Bonds sold by Intelsat surged on Monday after it was reported that the deeply indebted satellite operator was nearing a deal with Japan’s Softbank to merge with OneWeb, a satellite startup backed by the technology behemoth.

The deal was expected to be unveiled shortly and include a capital injection of $1.7bn in cash from Softbank, some of which was to be used to pay off bondholders, according to a person briefed on the deal.

The company’s debt maturing in 2023 whipsawed after initial reports of the tie-up, rising from 43 cents on the dollar to a high of 62 cents before paring some of its advance. The group’s 2024 maturing bonds jumped 14 cents on the dollar to 80 cents. The advance in the bonds accompanied a 25 per cent surge in the company’s price in New York.
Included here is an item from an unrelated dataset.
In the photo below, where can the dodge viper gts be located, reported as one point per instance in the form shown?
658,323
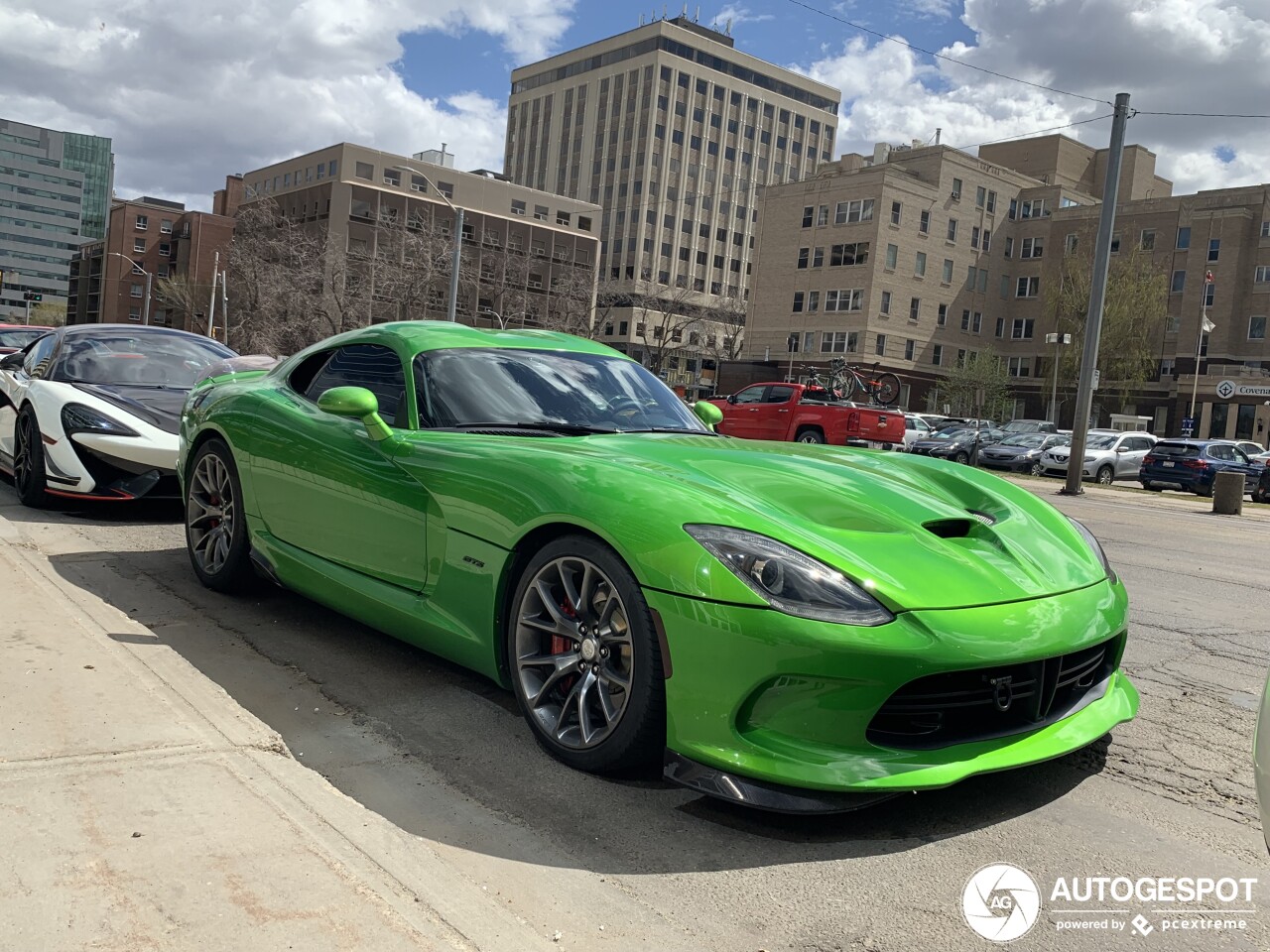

Intelsat has laboured under a debt load of more than $15bn after its 2008 leveraged buyout by private equity groups BC Partners and Silver Lake. The company has completed a series of distressed debt exchanges to reduce liquidity strains, moves rating agency S&P Global has said constitutes default.

Intelsat was poised to report fourth-quarter results before market open on Tuesday, February 28.

The Luxembourg-based company has struggled to grow revenues since its buyout, with sales sliding each of the last three years. Jacques Kerrest, Intelsat’s chief financial officer, told analysts on a conference call in October that the company’s priority last year was to “raise liquidity” through the debt exchanges.